Обсуждение: Speed up collation cache
The blog post here (thank you depesz!): https://www.depesz.com/2024/06/11/how-much-speed-youre-leaving-at-the-table-if-you-use-default-locale/ showed an interesting result where the builtin provider is not quite as fast as "C" for queries like: SELECT * FROM a WHERE t = '...'; The reason is that it's calling varstr_cmp() many times, which does a lookup in the collation cache for each call. For sorts, it only does a lookup in the collation cache once, so the effect is not significant. The reason looking up "C" is faster is because there's a special check for C_COLLATION_OID, so it doesn't even need to do the hash lookup. If you create an equivalent collation like: CREATE COLLATION libc_c(PROVIDER = libc, LOCALE = 'C'); it will perform the same as a collation with the builtin provider. Attached is a patch to use simplehash.h instead, which speeds things up enough to make them fairly close (from around 15% slower to around 8%). The patch is based on the series here: https://postgr.es/m/f1935bc481438c9d86c2e0ac537b1c110d41a00a.camel@j-davis.com which does some refactoring in a related area, but I can make them independent. We can also consider what to do about those special cases: * add a special case for PG_C_UTF8? * instead of a hardwired set of special collation IDs, have a single- element "last collation ID" to check before doing the hash lookup? * remove the special cases entirely if we can close the performance gap enough that it's not important? (Note: the special case in lc_ctpye_is_c() is currently required for correctness because hba.c uses C_COLLATION_OID for regexes before the syscache is initialized. That can be fixed pretty easily a couple different ways, though.) -- Jeff Davis PostgreSQL Contributor Team - AWS
Вложения
On 15.06.24 01:46, Jeff Davis wrote: > * instead of a hardwired set of special collation IDs, have a single- > element "last collation ID" to check before doing the hash lookup? I'd imagine that method could be very effective.

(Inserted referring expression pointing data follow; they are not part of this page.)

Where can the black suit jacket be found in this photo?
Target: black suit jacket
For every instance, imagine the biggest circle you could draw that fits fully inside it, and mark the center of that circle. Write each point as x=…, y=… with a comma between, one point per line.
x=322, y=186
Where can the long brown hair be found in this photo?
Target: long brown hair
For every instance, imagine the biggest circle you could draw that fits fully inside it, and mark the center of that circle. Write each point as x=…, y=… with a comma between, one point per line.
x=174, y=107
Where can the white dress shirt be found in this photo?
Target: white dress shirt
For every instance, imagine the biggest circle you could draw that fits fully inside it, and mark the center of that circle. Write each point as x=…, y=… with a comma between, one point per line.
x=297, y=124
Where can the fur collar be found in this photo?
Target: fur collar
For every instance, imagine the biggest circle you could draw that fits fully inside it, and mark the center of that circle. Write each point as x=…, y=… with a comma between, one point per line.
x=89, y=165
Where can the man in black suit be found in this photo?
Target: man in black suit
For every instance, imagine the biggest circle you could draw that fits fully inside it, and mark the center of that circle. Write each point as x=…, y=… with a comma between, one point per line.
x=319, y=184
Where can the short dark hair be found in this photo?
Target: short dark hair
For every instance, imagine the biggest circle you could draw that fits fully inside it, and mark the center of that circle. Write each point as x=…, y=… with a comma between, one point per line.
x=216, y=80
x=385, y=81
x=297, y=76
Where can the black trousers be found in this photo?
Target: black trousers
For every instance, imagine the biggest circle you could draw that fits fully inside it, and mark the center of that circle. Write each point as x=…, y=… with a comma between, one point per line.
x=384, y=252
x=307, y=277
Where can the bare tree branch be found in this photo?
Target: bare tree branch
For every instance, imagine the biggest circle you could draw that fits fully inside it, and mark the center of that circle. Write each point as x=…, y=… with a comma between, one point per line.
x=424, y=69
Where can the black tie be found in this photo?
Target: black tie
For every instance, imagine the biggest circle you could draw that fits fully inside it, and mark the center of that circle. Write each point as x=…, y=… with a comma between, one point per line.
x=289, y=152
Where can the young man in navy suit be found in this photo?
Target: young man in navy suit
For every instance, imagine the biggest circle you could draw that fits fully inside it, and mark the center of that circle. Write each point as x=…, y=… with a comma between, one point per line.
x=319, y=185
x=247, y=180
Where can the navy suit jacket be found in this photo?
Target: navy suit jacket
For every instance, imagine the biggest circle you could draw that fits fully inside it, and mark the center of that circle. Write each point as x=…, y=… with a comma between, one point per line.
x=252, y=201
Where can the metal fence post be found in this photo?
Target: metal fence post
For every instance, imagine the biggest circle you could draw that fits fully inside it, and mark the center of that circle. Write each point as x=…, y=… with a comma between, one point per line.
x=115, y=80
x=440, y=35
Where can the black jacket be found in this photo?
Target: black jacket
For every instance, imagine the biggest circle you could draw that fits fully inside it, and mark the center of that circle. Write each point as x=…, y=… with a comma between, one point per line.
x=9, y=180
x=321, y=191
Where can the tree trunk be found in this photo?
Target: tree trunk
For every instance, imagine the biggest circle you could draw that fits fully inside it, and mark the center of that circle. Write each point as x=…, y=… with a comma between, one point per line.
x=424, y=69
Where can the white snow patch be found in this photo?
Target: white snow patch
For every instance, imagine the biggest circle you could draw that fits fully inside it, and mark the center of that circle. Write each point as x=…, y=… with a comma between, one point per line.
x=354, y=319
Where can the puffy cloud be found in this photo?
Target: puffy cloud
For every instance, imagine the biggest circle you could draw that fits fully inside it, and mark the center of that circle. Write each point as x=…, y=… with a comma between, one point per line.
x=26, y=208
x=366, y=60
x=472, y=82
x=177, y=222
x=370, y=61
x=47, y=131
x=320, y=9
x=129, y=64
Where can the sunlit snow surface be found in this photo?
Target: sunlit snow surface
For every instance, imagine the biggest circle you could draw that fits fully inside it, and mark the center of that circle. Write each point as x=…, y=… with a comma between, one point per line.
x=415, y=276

On Sat, Jun 15, 2024 at 6:46 AM Jeff Davis <pgsql@j-davis.com> wrote: > Attached is a patch to use simplehash.h instead, which speeds things up > enough to make them fairly close (from around 15% slower to around 8%). +#define SH_HASH_KEY(tb, key) hash_uint32((uint32) key) For a static inline hash for speed reasons, we can use murmurhash32 here, which is also inline.